Contents


Intro to graph databases, Part 2

Building a recommendation engine with a graph database

Comments

Content series:

This content is part # of 2 in the series: Intro to graph databases, Part 2

Stay tuned for additional content in this series.

This content is part of the series:Intro to graph databases, Part 2

Stay tuned for additional content in this series.

One of the biggest strengths of graph databases is the ability to quickly and easily generate recommendations for your users. Recommendations make it easier for your users to find what they want, which can, in turn, increase your sales. A win-win!

The Lauren's Lovely Landscapes app currently has a recommendation engine that displays personalized recommendations on the home page. In this tutorial, you'll explore the code behind the existing engine. Then you'll implement a feature to display recommendations on a product's page.

About the app

You will work with a sample online store called Lauren's Lovely Landscapes. The store allows users to browse and purchase prints. The <for developers> page has information specifically about how the app was built and links to insert and delete sample data.

Note: This tutorial uses version 2 of Lauren's Lovely Landscapes. If you have version 1 (which does not have recommendations on the home page), you will need to get a new copy of the code.

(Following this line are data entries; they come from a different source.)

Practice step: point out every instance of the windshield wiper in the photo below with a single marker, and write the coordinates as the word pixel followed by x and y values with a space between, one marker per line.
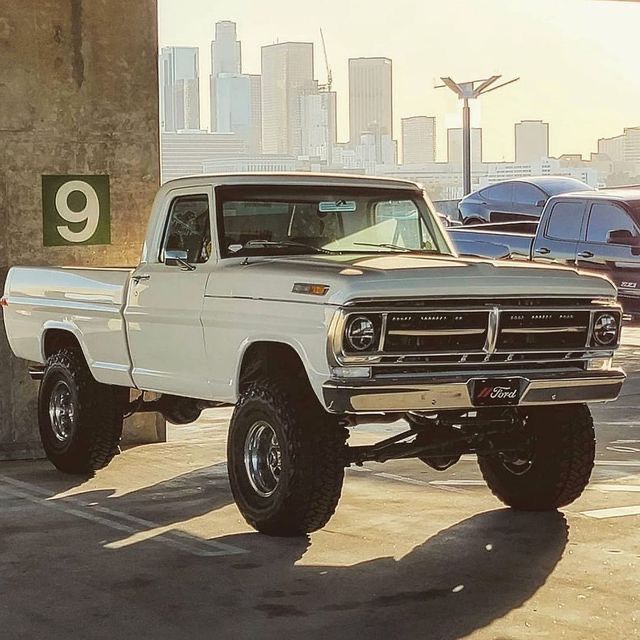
pixel 397 247
pixel 284 243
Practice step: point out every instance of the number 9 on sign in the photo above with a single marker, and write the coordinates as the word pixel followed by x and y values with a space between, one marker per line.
pixel 75 210
pixel 90 213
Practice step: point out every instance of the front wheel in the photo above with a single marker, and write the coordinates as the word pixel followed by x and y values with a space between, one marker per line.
pixel 554 464
pixel 80 419
pixel 286 459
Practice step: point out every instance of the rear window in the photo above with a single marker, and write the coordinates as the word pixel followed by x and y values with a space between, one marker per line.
pixel 565 221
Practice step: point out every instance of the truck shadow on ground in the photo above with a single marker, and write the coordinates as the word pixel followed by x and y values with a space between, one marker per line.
pixel 456 581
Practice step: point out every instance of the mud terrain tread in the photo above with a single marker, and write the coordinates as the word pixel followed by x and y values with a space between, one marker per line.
pixel 565 455
pixel 316 447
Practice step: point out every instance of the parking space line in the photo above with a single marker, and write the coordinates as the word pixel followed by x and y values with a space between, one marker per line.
pixel 118 520
pixel 614 512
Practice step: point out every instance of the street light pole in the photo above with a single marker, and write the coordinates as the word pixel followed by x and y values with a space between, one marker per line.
pixel 470 91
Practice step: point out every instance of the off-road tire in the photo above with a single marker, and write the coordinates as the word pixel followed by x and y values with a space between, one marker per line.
pixel 563 453
pixel 313 452
pixel 98 415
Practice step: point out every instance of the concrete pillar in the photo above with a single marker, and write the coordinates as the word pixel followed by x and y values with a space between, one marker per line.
pixel 78 96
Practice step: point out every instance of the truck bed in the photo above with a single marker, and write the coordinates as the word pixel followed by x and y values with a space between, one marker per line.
pixel 89 302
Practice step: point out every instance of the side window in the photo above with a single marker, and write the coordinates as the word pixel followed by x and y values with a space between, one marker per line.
pixel 524 193
pixel 606 217
pixel 565 221
pixel 498 192
pixel 188 228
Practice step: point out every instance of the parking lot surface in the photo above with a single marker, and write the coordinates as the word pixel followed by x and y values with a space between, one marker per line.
pixel 153 547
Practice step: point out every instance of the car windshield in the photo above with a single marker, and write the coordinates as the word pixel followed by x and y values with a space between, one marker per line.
pixel 267 220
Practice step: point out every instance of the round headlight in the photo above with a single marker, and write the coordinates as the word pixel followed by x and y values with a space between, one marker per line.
pixel 605 329
pixel 360 333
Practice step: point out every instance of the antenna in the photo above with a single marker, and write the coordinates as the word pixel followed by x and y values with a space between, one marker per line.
pixel 326 87
pixel 470 91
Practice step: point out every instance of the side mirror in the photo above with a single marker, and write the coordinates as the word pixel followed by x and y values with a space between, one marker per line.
pixel 622 236
pixel 177 258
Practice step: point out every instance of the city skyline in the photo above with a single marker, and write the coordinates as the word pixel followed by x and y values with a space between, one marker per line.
pixel 576 122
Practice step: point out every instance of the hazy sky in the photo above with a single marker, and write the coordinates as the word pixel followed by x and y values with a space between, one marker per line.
pixel 578 60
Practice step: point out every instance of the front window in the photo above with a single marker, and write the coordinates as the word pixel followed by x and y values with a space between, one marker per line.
pixel 267 220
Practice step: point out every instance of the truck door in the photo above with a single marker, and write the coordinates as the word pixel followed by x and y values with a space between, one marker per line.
pixel 612 247
pixel 559 233
pixel 164 311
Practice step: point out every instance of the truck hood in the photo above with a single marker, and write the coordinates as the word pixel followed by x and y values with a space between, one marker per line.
pixel 352 276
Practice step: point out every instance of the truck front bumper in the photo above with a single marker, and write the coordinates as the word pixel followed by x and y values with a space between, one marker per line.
pixel 536 388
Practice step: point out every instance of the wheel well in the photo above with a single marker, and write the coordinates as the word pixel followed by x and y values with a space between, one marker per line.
pixel 56 339
pixel 270 359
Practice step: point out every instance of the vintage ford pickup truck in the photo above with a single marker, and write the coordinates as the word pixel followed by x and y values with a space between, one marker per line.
pixel 313 304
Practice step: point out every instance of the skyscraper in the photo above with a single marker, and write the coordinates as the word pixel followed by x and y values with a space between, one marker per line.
pixel 371 101
pixel 532 141
pixel 238 108
pixel 226 57
pixel 418 140
pixel 318 129
pixel 179 89
pixel 287 74
pixel 454 145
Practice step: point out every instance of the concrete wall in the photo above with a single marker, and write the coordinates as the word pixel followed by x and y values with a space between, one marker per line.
pixel 78 95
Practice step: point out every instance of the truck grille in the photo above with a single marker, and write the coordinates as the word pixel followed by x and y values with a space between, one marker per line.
pixel 436 331
pixel 525 330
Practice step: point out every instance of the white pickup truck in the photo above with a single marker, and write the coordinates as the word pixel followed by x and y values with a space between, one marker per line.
pixel 313 304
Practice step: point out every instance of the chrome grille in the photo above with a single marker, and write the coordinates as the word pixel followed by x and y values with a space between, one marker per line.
pixel 527 330
pixel 436 331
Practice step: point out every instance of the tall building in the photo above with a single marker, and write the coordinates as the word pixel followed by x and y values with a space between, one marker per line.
pixel 179 89
pixel 287 74
pixel 238 108
pixel 532 141
pixel 226 57
pixel 632 144
pixel 612 147
pixel 184 153
pixel 418 140
pixel 318 129
pixel 454 145
pixel 371 101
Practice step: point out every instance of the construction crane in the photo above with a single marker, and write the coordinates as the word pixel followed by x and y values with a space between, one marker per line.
pixel 327 86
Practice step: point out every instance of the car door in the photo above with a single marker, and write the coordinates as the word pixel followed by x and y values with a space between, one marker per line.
pixel 164 312
pixel 558 236
pixel 528 201
pixel 612 246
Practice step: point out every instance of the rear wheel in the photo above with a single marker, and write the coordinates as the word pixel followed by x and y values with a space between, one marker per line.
pixel 554 464
pixel 286 459
pixel 80 420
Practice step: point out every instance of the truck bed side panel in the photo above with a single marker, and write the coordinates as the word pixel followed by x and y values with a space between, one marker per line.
pixel 86 302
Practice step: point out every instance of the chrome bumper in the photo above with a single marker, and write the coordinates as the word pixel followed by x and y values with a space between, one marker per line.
pixel 537 388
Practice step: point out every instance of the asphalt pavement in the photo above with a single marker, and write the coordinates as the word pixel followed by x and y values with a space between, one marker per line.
pixel 153 547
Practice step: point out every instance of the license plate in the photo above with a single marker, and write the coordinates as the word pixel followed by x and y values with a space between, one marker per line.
pixel 496 392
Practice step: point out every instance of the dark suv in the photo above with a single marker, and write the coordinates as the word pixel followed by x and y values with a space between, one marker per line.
pixel 515 200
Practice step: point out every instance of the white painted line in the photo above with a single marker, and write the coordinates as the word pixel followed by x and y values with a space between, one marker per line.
pixel 117 520
pixel 617 487
pixel 615 512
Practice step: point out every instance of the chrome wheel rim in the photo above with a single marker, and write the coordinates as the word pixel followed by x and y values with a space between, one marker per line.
pixel 61 411
pixel 263 458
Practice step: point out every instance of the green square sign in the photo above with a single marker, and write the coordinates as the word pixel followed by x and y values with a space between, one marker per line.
pixel 75 210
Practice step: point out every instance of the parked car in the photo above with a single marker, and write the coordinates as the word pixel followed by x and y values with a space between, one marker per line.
pixel 514 200
pixel 594 231
pixel 313 304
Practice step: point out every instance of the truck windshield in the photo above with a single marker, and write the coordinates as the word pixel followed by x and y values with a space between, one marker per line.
pixel 267 220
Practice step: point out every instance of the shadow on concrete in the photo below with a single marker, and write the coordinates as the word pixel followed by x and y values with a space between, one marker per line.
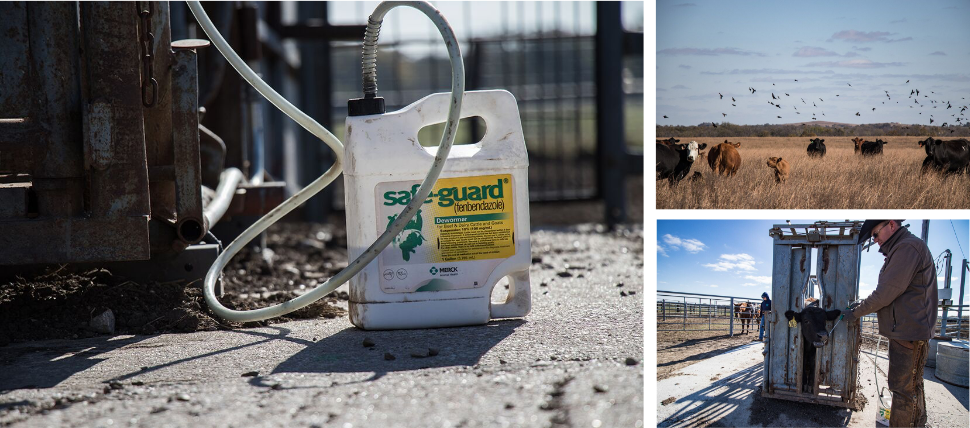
pixel 344 352
pixel 45 364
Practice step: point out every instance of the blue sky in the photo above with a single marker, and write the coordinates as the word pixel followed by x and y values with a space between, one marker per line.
pixel 706 47
pixel 734 257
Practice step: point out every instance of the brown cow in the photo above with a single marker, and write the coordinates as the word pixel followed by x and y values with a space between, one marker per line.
pixel 782 169
pixel 724 157
pixel 745 313
pixel 669 142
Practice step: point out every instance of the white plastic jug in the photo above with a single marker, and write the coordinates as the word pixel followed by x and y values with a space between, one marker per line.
pixel 472 230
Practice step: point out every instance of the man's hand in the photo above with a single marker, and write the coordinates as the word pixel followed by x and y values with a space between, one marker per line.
pixel 848 312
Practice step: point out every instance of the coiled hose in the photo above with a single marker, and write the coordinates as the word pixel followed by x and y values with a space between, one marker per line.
pixel 370 73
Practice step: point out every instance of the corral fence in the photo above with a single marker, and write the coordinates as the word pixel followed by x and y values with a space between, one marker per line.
pixel 678 311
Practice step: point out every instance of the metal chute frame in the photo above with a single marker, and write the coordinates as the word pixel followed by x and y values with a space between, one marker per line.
pixel 836 366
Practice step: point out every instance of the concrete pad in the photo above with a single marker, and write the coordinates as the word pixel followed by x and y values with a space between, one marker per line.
pixel 725 391
pixel 575 360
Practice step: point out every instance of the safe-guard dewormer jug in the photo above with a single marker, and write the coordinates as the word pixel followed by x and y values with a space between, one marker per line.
pixel 472 230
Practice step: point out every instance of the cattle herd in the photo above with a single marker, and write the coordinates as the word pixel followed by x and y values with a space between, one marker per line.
pixel 673 161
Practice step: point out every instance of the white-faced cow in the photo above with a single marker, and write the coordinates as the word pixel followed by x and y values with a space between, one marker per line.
pixel 816 148
pixel 870 148
pixel 814 335
pixel 674 162
pixel 950 157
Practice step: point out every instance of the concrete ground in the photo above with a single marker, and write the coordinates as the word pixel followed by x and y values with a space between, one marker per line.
pixel 575 360
pixel 723 391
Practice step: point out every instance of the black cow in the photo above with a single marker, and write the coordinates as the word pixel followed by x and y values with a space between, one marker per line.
pixel 951 156
pixel 814 335
pixel 870 148
pixel 816 148
pixel 673 162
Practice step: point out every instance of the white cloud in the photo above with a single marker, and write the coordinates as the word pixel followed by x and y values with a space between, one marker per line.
pixel 733 262
pixel 691 245
pixel 761 279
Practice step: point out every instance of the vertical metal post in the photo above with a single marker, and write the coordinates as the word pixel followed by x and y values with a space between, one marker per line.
pixel 191 227
pixel 610 140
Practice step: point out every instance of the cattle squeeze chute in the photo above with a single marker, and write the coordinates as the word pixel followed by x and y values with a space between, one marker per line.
pixel 833 378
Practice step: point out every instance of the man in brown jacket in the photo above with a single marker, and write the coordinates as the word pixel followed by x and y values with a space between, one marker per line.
pixel 905 301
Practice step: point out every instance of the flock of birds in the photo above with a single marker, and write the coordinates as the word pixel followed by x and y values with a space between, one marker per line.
pixel 959 116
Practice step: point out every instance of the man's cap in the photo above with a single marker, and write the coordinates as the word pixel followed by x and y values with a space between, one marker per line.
pixel 871 223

laurens lovelely landscapes home page
laurens lovelely landscapes home page

Run the appBrowse the codeDeploy to IBM Bluemix

What you need to get started

Before you begin, you need to register at IBM Bluemix®. You'll also need the latest version of one of these browsers:

  • Chrome
  • Firefox
  • Internet Explorer
  • Safari

You do not need to have completed Part 1 of this tutorial. However, you do need a deployed copy of version 2 of Lauren's Lovely Landscapes (see Deploy the app from Part 1 for instructions) and know how to access the web IDE for your project (see Open the code from Part 1 for instructions).

Explore the existing recommendation engine

Recommendation engines allow you to provide personalized recommendations to users. Recommendations can be simple (for example, you could make a recommendation based on the most purchased item in the last week) or complex (you could make a recommendation based on your user's demographics, purchase history, and social media connections, for example).

In this section, you'll explore the existing recommendation engine that the Lauren's Lovely Landscapes app uses to display personalized recommendations on its home page.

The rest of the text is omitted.